We are now starting to work out the large grid scale models including storage, transmission and firming and for every passing year the calculations become easier and cheaper.

We have an interesting decade ahead of us as renewables disrupt sector by sector allowing us to decarbonize without lowering living standards.

[1]: https://www.csiro.au/-/media/Energy/GenCost/GenCost2024-25Co...

I for one can't wait to see the new ways of being disingenuous and deceptive the likes of Peter Dutton find to spin things so they can continue to create opportunities for their buddies to make a profit at the expense of the rest of us.
They've already white-anted the report in the SMH quoted as saying it shows signs of bias.

If they and their useful helpmeets in "the Australian" can sustain ignoring it, and accusing the CSIRO of being biassed, they won't have to refute it.

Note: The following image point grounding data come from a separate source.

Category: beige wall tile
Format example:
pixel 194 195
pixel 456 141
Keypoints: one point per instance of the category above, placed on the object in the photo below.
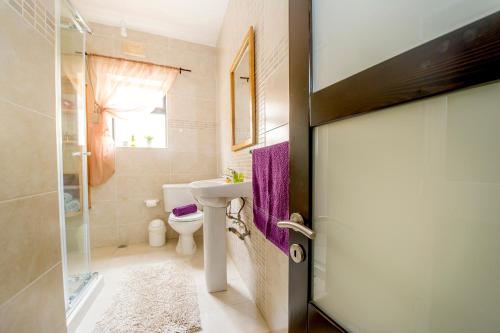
pixel 104 192
pixel 104 236
pixel 30 241
pixel 194 163
pixel 190 155
pixel 103 213
pixel 140 186
pixel 134 211
pixel 28 163
pixel 133 233
pixel 277 98
pixel 255 258
pixel 186 108
pixel 24 81
pixel 140 160
pixel 38 308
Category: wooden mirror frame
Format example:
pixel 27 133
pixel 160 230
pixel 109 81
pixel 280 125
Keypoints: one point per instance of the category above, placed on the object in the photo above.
pixel 248 43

TL;DR Dutton and OBrien will not accept it, no matter what the CSIRO or anyone else says, and their rejection was both predictable and predicted.

If you're coming here to dispute about Nuclear power on any grounds other than a) economics and b) in australia and c) from now forward, not some hypothetical past or future then please don't. The name of the report is the GEN COST report. It's about economics. It's not pro- or anti- nuclear on environmental, social or political grounds, it's a reasoned case on the forseeable issues in construction cost and cost of generation over the lifetime, in the context of Australian economics for electricity.

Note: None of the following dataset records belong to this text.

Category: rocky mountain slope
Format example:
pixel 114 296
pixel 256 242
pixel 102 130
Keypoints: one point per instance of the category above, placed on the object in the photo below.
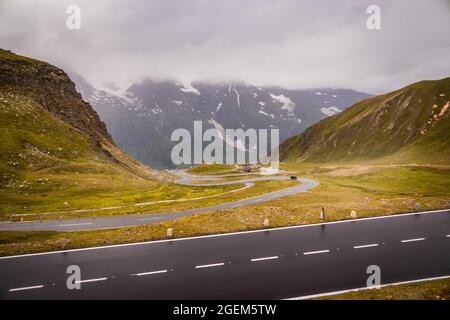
pixel 46 126
pixel 142 119
pixel 408 125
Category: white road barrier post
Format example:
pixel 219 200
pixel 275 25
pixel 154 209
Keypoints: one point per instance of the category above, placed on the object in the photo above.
pixel 322 213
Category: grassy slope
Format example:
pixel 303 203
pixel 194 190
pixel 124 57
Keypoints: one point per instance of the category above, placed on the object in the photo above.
pixel 410 125
pixel 48 165
pixel 370 191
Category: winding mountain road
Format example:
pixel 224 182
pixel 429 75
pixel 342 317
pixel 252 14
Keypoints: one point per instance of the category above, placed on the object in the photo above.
pixel 279 263
pixel 101 222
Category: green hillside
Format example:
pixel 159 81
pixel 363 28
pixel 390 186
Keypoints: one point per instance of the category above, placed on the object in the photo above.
pixel 410 125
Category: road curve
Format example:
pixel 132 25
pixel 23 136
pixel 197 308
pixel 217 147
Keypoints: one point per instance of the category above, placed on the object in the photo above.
pixel 102 222
pixel 279 263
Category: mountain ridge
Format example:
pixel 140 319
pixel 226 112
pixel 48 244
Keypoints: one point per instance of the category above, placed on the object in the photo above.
pixel 407 125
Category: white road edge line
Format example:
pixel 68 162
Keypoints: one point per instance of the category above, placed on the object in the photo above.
pixel 26 288
pixel 147 219
pixel 366 246
pixel 399 216
pixel 210 265
pixel 412 240
pixel 315 252
pixel 91 280
pixel 265 258
pixel 325 294
pixel 75 224
pixel 149 273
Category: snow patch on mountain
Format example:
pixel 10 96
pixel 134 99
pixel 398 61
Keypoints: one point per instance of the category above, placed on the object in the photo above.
pixel 188 88
pixel 331 111
pixel 287 102
pixel 266 114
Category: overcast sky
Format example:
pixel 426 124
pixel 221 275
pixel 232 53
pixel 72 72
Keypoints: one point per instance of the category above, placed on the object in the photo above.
pixel 290 43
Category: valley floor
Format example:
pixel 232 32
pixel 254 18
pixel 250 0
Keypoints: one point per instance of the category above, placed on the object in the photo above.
pixel 367 190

Nuclear works in other places. That isn't disputed by CSIRO although they do note the costs in the long term in other places, the LCOE, is not as low as Dutton or OBrien want to claim, and nor is the lifetime generation level as high as they want to claim.

Transmission effects, and the necessity of displacing home rooftop solar as well as scale commercial solar, wind and batteries pose massive political and economic risks to everyone, and if they think about it, Dutton and OBrien too: An awful lot of LNP voters have solar on their roof and being told it's got to go will not make them happy.